Re: [Axiom-developer] Catching up on internals

[Tim Daly]

You're correct. My primary focus is on Spad code.

In a logic setting there are things called Typeclasses which are roughly

equivalent to Axiom Categories. Typeclasses have 3 parts:

   signatures    -- just like Axiom

   carriers        -- Axiom's Domain representation

   propositions -- formal properties

The fact that Axiom puts carriers in the domain allows us to have multiple

instances with the same signature set (e.g. Sparse vs Dense polynomials)

The fact that Axiom lacks propsitions causes us to invent a method of

declaring properties (e.g. commutative("*") ). This was fine for the 1970s

but mathematics has gotten much more precise and mechanical about

reasoning with such properties (e.g Coq, Agda, Isabelle, etc)

Mathematics has improved but Computer Algebra is still stuck in the

ad-hoc, informal rewrite semantics. It is time to use these research

results to improve Computer Algebra. Axiom has an excellent structure

based on Group theory which makes this feasible.

The Curry-Howard isomorphism is that propositions are types. That means

that propositions are part of the type declarations that should be in Axiom.

So instead of declaring 'commutative' we add the proposition stating the

commutative property to the appropriate Category.

Given a domain, e.g. NNI, we should be able to collect all of the propositions

it inherits from the Category chain and use them to prove properties of the

algorithms in the NNI domain, such as GCD(x,y) = GCD(y,x). Domain

specific properties can be added at the Domain level.

So step 1 is to decorate the categories with propositions. Which means that

step 0 is to be able to encode and distribute propostions. Which means that

step -1 is to figure out how to parse, represent, and manipulate propostions.

step -2 is to see what has been done before in this area.

step -3 is to create a survey article... which is what I've been working on

and hope to publish before the end of this semester.

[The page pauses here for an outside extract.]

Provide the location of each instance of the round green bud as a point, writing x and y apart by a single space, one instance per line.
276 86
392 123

Prior efforts seems to be mostly about CA and Proof systems running

in parallel and communicating in order to provide user-level proofs.

I'm trying to unify the two areas of mathematics into a single,

consistent system where system level proofs provide trusted results.

That said, the work still needs to be grounded with lisp-level proofs

since Axiom relies heavily on lisp-level primitives like List types.

I've proven one of the lisp functions so far (using ACL2). I'm adding

type signatures to the lisp code and rewriting functions to be strongly

typed (and more in line with a functional programming style).

At the moment, during build Axiom calls ACL2 for the lisp proofs and

Coq for the Spad proofs (the first of which is still under construction).

Carnegie Mellon University has been exceptionally generous in giving

me access to logic courses (quite a few in the CS department these days).

I get to ask questions of professors who have pioneered logic research.

Tim

On Sat, Nov 4, 2017 at 4:38 AM, Martin Baker <address@hidden> wrote:

On 04/11/17 00:42, Tim Daly wrote:

On the other hand, my current effort involves proving Axiom correct. That
should (in theory) eliminate whole classes of errors. This is at the expense
of proving new code correct which tends to get a negative reaction from
developers.

Tim,

I know little about proving code correct (though it looks like an interesting topic) so I'm certainly not doubting anything you say. Its just that (in my ignorance) I would have thought it would have been easier to prove high level code correct than low level code and therefore, for this reason,  better to move boot code to SPAD than Lisp?

By 'high level code' I mean code with meaningful static types and semantics closer to mathematical structures.

Martin B